Menkes RI Terus Dorong Kerja Sama Bilateral Bidang Kesehatan


Menteri Kesehatan (Menkes) RI, Ibu Nila Moeloek, memanfaatkan partisipasinya pada pertemuan ke-70 World Health Assembly di Jenewa untuk memperkuat kerja sama bilateral bidang kesehatan dengan sejumlah mitranya, yaitu Menkes dari Arab Saudi, Swiss, Timor Leste, Qatar, Kuba, dan Denmark. Pada kesempatan tersebut, Menkes RI juga menandatangani perjanjian bilateral dengan Timor Leste, Denmark, dan Kuba.

Dalam pertemuan dengan Mr. Tawfiq bin Fawzan Al Rabiah (Menkes Arab Saudi), Menkes RI mengangkat isu peningkatan layanan kesehatan bagi jemaah haji dan umrah Indonesia. “Isu ini sangat penting bagi Indonesia mengingat terdapat lebih dari 200 ribu jemaah haji Indonesia, dan banyak dari mereka sudah berusia lanjut,” kata Menkes RI kepada Menkes Arab Saudi. Menkes Arab Saudi menjelaskan berbagai upaya pemerintahnya dalam menjamin layanan bagi jemaah haji, dan berkomitmen untuk membantu Indonesia dalam hal ini. Demikian pula dalam pertemuan dengan Menkes Qatar, Menkes RI mendorong agar adanya perjanjian kerja sama di tingkat pemerintah kedua negara dapat memfasilitasi pengiriman tenaga perawat Indonesia ke Qatar.

Dalam pertemuan dengan Menkes Swiss, Mr. Alain Berset, Menkes RI menjajaki peluang kerja sama dalam penanganan penyakit menular. Kedua menteri kemudian sepakat mengadakan pertemuan pada tingkat teknis untuk mempelajari kemungkinan kerja sama penanganan penyakit-penyakit tropis, seperti malaria dan kusta.

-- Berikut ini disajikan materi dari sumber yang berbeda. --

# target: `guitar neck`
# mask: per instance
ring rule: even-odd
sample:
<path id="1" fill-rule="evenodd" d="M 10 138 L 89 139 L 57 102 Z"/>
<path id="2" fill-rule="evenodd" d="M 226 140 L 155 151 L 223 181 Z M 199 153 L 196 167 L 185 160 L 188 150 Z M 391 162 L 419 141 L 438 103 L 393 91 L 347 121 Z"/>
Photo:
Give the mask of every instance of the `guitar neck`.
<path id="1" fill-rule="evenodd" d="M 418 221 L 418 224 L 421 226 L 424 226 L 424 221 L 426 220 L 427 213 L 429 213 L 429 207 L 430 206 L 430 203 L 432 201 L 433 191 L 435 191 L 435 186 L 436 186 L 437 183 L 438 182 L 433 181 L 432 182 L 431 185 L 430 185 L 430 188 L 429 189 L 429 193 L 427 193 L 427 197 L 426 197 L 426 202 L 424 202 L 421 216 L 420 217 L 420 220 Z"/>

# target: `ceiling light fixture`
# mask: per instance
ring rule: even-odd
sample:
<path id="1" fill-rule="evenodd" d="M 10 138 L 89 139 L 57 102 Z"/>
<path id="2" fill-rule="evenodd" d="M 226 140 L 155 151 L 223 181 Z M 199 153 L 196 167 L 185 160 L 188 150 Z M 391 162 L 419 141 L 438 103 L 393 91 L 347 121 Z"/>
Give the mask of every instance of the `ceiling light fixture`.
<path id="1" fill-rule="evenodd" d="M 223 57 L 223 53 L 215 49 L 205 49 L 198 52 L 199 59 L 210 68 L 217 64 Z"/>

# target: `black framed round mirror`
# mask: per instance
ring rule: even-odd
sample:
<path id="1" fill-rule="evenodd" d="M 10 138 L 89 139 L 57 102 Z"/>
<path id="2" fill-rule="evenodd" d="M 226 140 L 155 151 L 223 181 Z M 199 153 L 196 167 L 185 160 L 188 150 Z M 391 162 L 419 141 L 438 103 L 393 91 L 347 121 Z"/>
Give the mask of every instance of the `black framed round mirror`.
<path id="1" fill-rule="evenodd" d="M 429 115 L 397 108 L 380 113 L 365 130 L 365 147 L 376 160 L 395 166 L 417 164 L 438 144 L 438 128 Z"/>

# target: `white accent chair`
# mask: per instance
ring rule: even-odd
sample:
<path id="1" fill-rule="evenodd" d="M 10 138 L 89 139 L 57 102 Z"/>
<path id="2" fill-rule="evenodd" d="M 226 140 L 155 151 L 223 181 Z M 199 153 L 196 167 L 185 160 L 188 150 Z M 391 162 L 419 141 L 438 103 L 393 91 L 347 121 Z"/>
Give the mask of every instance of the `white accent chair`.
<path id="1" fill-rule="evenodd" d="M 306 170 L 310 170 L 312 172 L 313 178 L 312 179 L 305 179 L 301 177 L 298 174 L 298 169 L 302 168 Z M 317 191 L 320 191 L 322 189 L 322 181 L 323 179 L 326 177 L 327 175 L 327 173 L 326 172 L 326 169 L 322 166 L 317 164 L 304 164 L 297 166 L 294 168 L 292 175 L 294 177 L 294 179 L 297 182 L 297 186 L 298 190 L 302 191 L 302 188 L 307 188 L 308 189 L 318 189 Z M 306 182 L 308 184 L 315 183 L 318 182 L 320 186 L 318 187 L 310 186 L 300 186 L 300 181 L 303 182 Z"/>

Menkes RI menandatangani perjanjian bilateral dengan Timor Leste, Denmark, dan Kuba. Dengan Timor Leste, perjanjian mencakup antara lain kesehatan ibu dan anak, penyakit menular, dan layanan kesehatan di daerah perbatasan. Kemudian, dalam perjanjian dengan Denmark, kedua menteri sepakat untuk saling mendukung dalam promosi kesehatan masyarakat, pertukaran informasi dalam penanganan penyakit tidak menular, dan penguatan kapasitas.

Sementara dengan Kuba, Menkes RI mengupayakan kerja sama di bidang produksi vaksin, penelitian bio-farmasi, bio-teknologi, nano-teknolgi, pelayanan kesehatan primer serta pencegahan dan pengendalian penyakit serta peningkatan kapasitas SDM kesehatan.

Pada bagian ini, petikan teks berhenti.